September 7th, 2010 | Uncategorized
Q. I sent an e-mail about two months ago asking a question about my TSP account. I’ve been working as a General Schedule employee for about 4½ years. I have all my money invested in one fund (the I Fund). I don’t want to work much longer and was wondering if it would be best if I divided it into three different funds. The S Fund, the I Fund and the C Fund. I checked and didn’t see a question along this line. Your advice in this matter would be greatly appreciated. Thanks.
A: I did provide an answer to this question and am not sure why you didn’t receive it. I’m asked about how to invest all the time and the answer is always the same: There is not one-size-fits-all solution. Your investment strategy should be selected for its ability to meet your particular goals. These goals will need to be first translated into a series of cash flows that will affect your account.

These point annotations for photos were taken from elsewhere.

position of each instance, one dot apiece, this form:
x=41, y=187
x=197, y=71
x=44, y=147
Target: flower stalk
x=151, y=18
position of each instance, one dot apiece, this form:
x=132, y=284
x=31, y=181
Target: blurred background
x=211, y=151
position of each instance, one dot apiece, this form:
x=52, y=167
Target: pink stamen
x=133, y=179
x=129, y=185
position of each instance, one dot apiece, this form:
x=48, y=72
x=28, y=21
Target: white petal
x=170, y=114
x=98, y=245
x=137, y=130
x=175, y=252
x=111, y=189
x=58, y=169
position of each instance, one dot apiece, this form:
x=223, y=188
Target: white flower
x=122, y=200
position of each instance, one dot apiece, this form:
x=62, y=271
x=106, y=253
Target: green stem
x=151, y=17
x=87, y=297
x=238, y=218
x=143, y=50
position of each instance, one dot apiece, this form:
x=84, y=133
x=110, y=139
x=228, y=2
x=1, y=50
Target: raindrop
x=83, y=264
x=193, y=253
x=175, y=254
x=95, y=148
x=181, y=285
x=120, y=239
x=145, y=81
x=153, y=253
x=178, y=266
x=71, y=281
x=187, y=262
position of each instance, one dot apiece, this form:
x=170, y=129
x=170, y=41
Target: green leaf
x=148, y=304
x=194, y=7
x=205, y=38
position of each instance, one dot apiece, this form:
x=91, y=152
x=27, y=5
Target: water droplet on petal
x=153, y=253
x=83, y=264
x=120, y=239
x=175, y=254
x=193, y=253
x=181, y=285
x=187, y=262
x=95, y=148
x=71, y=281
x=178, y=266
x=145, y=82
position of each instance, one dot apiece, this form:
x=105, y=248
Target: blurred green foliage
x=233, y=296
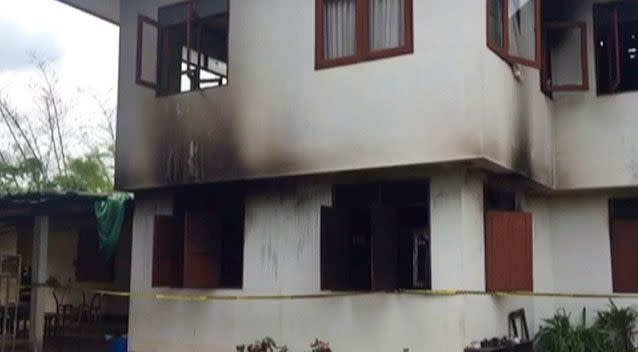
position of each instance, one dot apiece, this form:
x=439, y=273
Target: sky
x=83, y=49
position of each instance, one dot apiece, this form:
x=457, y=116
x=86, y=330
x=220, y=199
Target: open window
x=376, y=237
x=351, y=31
x=565, y=60
x=189, y=42
x=513, y=30
x=201, y=247
x=616, y=40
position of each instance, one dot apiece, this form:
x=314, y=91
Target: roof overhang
x=48, y=204
x=108, y=10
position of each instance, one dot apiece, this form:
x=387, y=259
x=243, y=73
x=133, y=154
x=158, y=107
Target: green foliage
x=22, y=176
x=615, y=330
x=85, y=174
x=320, y=346
x=559, y=335
x=619, y=325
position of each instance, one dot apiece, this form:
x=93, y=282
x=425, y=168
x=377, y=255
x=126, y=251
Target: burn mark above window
x=513, y=30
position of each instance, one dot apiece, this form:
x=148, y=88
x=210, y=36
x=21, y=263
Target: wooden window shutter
x=336, y=243
x=624, y=261
x=508, y=251
x=202, y=250
x=145, y=67
x=384, y=249
x=167, y=252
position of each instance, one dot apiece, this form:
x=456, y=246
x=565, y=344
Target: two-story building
x=319, y=146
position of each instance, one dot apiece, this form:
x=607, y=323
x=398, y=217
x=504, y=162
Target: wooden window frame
x=500, y=275
x=584, y=86
x=363, y=52
x=619, y=218
x=614, y=83
x=141, y=22
x=503, y=52
x=191, y=21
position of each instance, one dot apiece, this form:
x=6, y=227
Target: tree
x=38, y=158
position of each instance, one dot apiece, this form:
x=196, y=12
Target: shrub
x=619, y=325
x=559, y=335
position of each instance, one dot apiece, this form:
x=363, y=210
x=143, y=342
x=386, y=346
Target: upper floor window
x=616, y=36
x=350, y=31
x=513, y=30
x=192, y=47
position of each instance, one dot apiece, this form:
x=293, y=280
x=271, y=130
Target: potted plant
x=320, y=346
x=619, y=325
x=265, y=345
x=559, y=335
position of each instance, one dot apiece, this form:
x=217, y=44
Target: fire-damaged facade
x=299, y=151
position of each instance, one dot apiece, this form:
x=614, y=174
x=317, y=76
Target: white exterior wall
x=108, y=10
x=595, y=135
x=452, y=99
x=282, y=257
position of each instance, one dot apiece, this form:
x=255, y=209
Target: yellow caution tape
x=428, y=293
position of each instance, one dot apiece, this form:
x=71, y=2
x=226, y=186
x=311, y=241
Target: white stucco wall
x=451, y=99
x=595, y=140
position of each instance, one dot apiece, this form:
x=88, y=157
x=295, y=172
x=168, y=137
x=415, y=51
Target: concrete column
x=456, y=202
x=39, y=276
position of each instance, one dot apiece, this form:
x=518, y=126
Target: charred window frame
x=616, y=44
x=201, y=246
x=623, y=237
x=363, y=28
x=376, y=237
x=192, y=47
x=499, y=39
x=556, y=33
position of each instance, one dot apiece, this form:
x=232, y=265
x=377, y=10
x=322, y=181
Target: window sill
x=373, y=56
x=514, y=60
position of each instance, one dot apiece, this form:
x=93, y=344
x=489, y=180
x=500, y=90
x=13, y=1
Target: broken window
x=565, y=60
x=513, y=30
x=623, y=222
x=376, y=237
x=202, y=246
x=191, y=42
x=350, y=31
x=616, y=36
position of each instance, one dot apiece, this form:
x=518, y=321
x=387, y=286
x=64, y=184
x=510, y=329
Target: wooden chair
x=63, y=315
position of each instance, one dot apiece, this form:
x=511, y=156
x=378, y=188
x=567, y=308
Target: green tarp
x=110, y=214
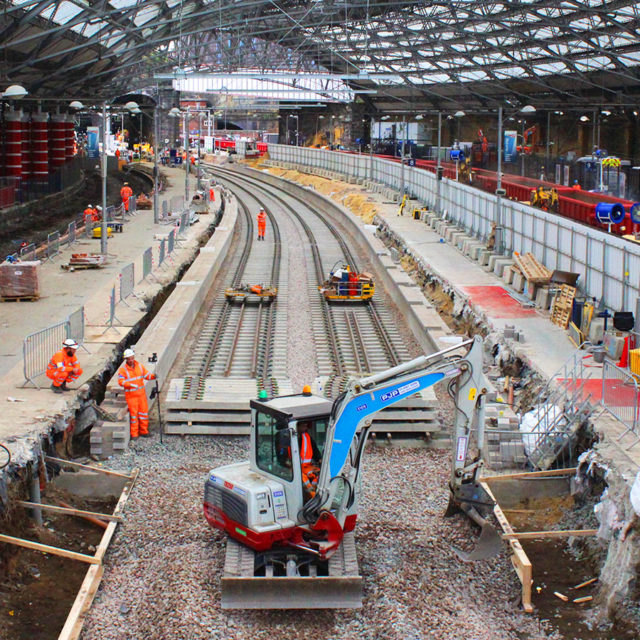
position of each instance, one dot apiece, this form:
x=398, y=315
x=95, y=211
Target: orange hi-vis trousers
x=138, y=413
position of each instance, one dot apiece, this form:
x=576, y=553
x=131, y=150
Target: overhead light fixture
x=15, y=92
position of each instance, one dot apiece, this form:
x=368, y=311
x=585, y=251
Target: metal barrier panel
x=127, y=281
x=28, y=253
x=147, y=262
x=75, y=325
x=184, y=223
x=53, y=244
x=620, y=395
x=71, y=233
x=38, y=349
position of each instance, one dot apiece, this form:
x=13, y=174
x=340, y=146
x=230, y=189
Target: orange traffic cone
x=624, y=358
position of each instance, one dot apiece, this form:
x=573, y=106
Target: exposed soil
x=37, y=590
x=36, y=222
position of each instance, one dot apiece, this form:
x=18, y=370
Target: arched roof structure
x=467, y=54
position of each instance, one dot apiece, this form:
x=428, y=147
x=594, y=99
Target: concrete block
x=412, y=295
x=500, y=265
x=507, y=274
x=484, y=256
x=518, y=282
x=596, y=330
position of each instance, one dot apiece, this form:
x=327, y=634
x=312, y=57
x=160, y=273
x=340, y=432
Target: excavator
x=291, y=545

If you’re not sure how to invest your money — and are unwilling to find someone to help you who is — then you might want to use one of the TSP’s L Funds. This is a less than optimal solution, but probably much better than the inefficient allocation you’re currently using. Your one fund allocation has subjected you to unnecessary risk without commensurate return.
April 6th, 2010 | Uncategorized
Q: I am 56 years old and have 33 years of combined federal service (20 years in the military and 13 years as a civilian), and due to personal reasons, I chose to retire on March 26, 2010. Approximately 14 months ago, I borrowed $50,000 from my Thrift Savings Plan account. I managed to repay approximately $10,000 of the loan prior to retirement, so I still owe approximately $40,000. Can you tell me approximately how much I will have to pay in taxes and the early distribution penalty? The reason I am asking is because I am in a position where I could refinance my residence and repay the remainder of the loan in full, thereby not incurring the aformentioned charges. Would it be wiser to refinance my residence and pay back the TSP loan, or simply pay the taxes and distribution penalty?
A: You’ll have to ask whoever will prepare your tax return for 2010 how much you’ll likely pay in taxes on the distributions and use this information to figure out whether refinancing is the better alternative. I can tell you that you won’t owe any early withdrawal penalty since you’re separating from service during or after the year in which you reach age 55.
December 14th, 2009 | Uncategorized
Q: My 2010 “annual” required minimum distribution from my Thrift Savings Plan will be approximately $8,500 (about $710 per month). My “monthly” withdrawals will be $2,000.00. If I roll over to a Roth IRA that part of my withdrawal that exceeds my required minimum distribution, can I start deposits to my IRA of $1,290 in January and each month after that, or do I have to wait until May, at which time my entire “annual” required minimum distribution will be met before I can make deposits to my Roth IRA?
A: The limits are annual limits, so what matters is that at the end of the year, the numbers work out within those that apply.